Hardness is measured several different ways, and shop drawings, mill certificates, and heat-treat specs rarely all use the same one. This calculator translates a value on one scale into its equivalents on the others for steel, so you can compare an HRC spec against a Brinell reading or a Vickers test without hunting through a printed chart.
How it works
Each hardness test pushes a different indenter into the surface under a different load, so there is no exact algebraic formula linking them. Instead, the industry relies on measured correlation tables. ASTM E140 publishes those tables for carbon and low-alloy steel, and this tool stores a condensed version with Vickers as the master column.
input value -> interpolate to Vickers (HV)
HV -> interpolate to HRC, HRB, HRA, HB
HV -> estimate tensile strength (ksi, then MPa)

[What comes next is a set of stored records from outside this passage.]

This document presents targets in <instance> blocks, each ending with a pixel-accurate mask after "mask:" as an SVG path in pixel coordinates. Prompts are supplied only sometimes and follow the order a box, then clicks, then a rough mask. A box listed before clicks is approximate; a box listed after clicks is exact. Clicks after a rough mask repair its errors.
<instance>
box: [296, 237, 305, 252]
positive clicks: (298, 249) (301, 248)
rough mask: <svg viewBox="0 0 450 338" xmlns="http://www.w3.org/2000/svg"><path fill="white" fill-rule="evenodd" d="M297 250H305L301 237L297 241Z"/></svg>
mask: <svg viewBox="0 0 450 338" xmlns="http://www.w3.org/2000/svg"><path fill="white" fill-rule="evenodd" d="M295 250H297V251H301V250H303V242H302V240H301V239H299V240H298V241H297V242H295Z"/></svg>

When you enter a value, it is first converted to Vickers by linear interpolation between the nearest table rows, then Vickers is interpolated back out to every other scale. Any scale whose valid window does not include your value is marked out of range rather than extrapolated.
Tips and notes
These conversions apply only to carbon and low-alloy steels. Stainless steel, nickel alloys, and non-ferrous metals have their own ASTM E140 tables with different relationships, and case-hardened or surface-treated parts behave differently again.
The tensile strength estimate is a convenience, not a substitute for a tensile test. It follows the standard steel correlation but can be off by a noticeable margin depending on microstructure, so never use it as the basis for a structural calculation. For acceptance testing, always measure on the scale your specification calls out rather than converting from another.